Shah A B, Hartsell W F, Ghalie R, Kaizer H
Department of Radiation Oncology, Rush-Presbyterian-St. Luke's Medical Center, Chicago, IL 60612, USA.
Int J Radiat Oncol Biol Phys. 1995 Jul 30;32(5):1433-8. doi: 10.1016/0360-3016(95)00015-Q.
The purpose of this analysis is to evaluate the patterns of failure and the role of local therapy in conjunction with bone marrow transplantation (BMT) for metastatic or recurrent breast cancer.
Between June 1986 and November 1991, 46 patients with hormone unresponsive metastatic or recurrent breast cancer underwent high dose chemotherapy (HDC) with hematopoietic stem cell support. The most commonly used preparative regimen consisted of thiotepa (750 mg/m2), cisplatin (150 mg/m2), and cyclophosphamide (120 mg/kg) followed by autologous BMT. Consolidative surgery or irradiation was considered in patients whose cancer responded to BMT and had localized sites of disease.
Six patients (13%) died of BMT-related complications.
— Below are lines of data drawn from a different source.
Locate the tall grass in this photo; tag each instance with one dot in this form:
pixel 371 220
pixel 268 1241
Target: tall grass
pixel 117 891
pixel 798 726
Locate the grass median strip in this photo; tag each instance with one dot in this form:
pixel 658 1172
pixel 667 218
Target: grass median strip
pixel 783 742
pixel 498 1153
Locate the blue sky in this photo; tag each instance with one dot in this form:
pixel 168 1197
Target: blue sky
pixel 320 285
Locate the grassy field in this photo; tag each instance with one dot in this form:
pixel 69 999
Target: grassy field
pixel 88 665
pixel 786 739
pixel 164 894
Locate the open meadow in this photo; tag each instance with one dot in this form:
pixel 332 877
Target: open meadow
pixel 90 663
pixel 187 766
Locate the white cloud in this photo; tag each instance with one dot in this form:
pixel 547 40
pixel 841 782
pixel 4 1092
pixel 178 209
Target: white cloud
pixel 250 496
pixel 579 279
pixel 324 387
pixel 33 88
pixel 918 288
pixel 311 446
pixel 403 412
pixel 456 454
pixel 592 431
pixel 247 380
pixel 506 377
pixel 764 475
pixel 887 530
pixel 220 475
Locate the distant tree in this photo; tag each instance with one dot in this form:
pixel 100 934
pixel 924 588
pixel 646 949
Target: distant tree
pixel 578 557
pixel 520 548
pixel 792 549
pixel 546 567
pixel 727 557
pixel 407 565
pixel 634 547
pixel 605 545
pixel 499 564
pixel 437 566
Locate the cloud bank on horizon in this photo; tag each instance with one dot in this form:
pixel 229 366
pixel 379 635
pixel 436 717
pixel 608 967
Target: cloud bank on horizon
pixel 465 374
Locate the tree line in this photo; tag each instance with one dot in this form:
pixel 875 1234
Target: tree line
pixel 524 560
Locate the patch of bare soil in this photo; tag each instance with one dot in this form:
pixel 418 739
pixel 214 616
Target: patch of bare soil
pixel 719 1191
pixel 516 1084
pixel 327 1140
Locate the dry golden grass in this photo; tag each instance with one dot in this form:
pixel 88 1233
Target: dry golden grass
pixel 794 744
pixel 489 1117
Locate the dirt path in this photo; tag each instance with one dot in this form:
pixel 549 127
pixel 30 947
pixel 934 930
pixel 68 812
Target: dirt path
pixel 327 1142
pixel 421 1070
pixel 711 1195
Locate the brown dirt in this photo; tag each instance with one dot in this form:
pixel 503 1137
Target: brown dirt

Of the remaining 40 patients, 22 were candidates for consolidative therapy, and 18 of those patients received consolidative irradiation (17 patients) or surgery (1 patient) to one or more sites. At median follow-up of 27 months (range, 20-78), 12 of 18 (67%) patients have continuous local control at the 22 consolidated sites (1 of 4 controlled at chest wall sites, 7 of 8 at regional nodal sites, 7 of 7 at localized bone sites, and 1 of 3 at lung/mediastinal sites). Toxicity of consolidative irradiation was mainly limited to myelosuppression in 6 of 17 patients. Two patients did not complete the consolidative local therapy, one because of hematologic toxicity and one because of rapid systemic tumor progression during treatment.
In patients with localized areas of extravisceral metastases, consolidative irradiation is feasible with acceptable hematologic toxicity. Consolidative irradiation can result in continuous local control, especially in isolated bone metastases and in regional nodal sites; however, the advantage is less clear in patients undergoing consolidative irradiation for chest wall failures. Because distant visceral metastases still remain a major site of failure after this HDC regimen, a more effective systemic therapy is needed. Consolidative local treatment should be considered in future HDC/BMT protocols for metastatic breast cancer, especially in localized nodal and osseous sites.
本分析旨在评估转移性或复发性乳腺癌的失败模式以及局部治疗联合骨髓移植(BMT)的作用。
1986年6月至1991年11月期间,46例激素无反应性转移性或复发性乳腺癌患者接受了造血干细胞支持下的大剂量化疗(HDC)。最常用的预处理方案包括噻替派(750mg/m²)、顺铂(150mg/m²)和环磷酰胺(120mg/kg),随后进行自体BMT。对癌症对BMT有反应且有局限性疾病部位的患者考虑进行巩固性手术或放疗。
6例患者(13%)死于BMT相关并发症。其余40例患者中,22例适合进行巩固性治疗,其中18例患者接受了一个或多个部位的巩固性放疗(17例患者)或手术(1例患者)。中位随访27个月(范围20 - 78个月),18例患者中有12例(67%)在22个巩固部位实现了持续局部控制(胸壁部位4个中有1个得到控制,区域淋巴结部位8个中有7个,局限性骨部位7个中有7个,肺/纵隔部位3个中有1个)。巩固性放疗的毒性主要局限于17例患者中的6例出现骨髓抑制。2例患者未完成巩固性局部治疗,1例因血液学毒性,1例因治疗期间全身肿瘤快速进展。
对于有局限性内脏外转移灶的患者,巩固性放疗是可行的,血液学毒性可接受。巩固性放疗可实现持续局部控制,尤其是在孤立性骨转移和区域淋巴结部位;然而,对于胸壁失败患者进行巩固性放疗时,其优势不太明显。由于在这种HDC方案后远处内脏转移仍然是主要的失败部位,因此需要更有效的全身治疗。在未来转移性乳腺癌的HDC/BMT方案中应考虑巩固性局部治疗,尤其是在局限性淋巴结和骨部位。